Doctors will always have a bias to their own particular field and area of interest, which might not help your particular migraine. So don’t be afraid to question the prestigious man/woman in the white coat. Dad is probably right; I am most likely a Doctor’s worst nightmare, but I do my best to be as charming and amusing as possible to coat my steely determination to get better.
End of rant.
This rant/terribly interesting monologue – was prompted by two pieces I recently read:
1. An article in last week's Daily Telegraph with the Headline:
NICE are to issues guidelines for the treatment of headaches. The article goes on to say “The guidance will for the first time give GPs information on how to diagnose and treat the three most common types of headache; migraine, tension and cluster.” I’m very glad NICE are finally paying this topic some much needed attention and I can’t wait to read the ensuing report - but the article is wrong (unless I’ve misunderstood). GP’s already have a FANTASTIC management and diagnosis tool in the shape of the BRITISH ASSOCIATION FOR THE STUDY OF HEADACHE (BASH) guidelines. Anyone, with any sort of headache and migraines MUST READ them, right now. They’re a gold mine of information, you’ll learn a lot about the drugs you’re on and why, you’ll also pick up some useful tips and maybe get some good ideas to discuss with your GP about your treatment. If you GP hasn’t heard of the BASH guidelines, then maybe you should worry.
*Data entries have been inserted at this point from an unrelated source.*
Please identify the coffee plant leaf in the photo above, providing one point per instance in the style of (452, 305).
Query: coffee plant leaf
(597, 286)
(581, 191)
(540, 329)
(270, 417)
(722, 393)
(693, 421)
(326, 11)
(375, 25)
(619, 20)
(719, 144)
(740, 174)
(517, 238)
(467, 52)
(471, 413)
2. I also recently read an incredibly profound post from the blog “Diary Of A Benefit Scrounger” by a chronically ill patient, Sue, called “It’s all in your Head”. Migraine sufferers will relate more than most to this title, even though the post is not directly about migraines, but the dangers of doubt. I have quietly had to fight friends and Doctors over the years, fight them not to doubt the pain I was in and to believe that a major trigger was my neck (but that’s a whole other series of blog posts!) It’s an incredibly demoralizing (and ongoing) process.
Sue is currently in hospital, awaiting another operation, and suffering an unbelievable run of bad luck. Please read her post and I know you’ll be astounded that someone can write so eloquently when in such pain.
p.s Bimbo continues to flourish away from the Tramadol. We told the Vet that the women in the Saxton family (all of whom have migraine) don’t do well with Opioids so he better find another form of pain relief, which he is happily doing.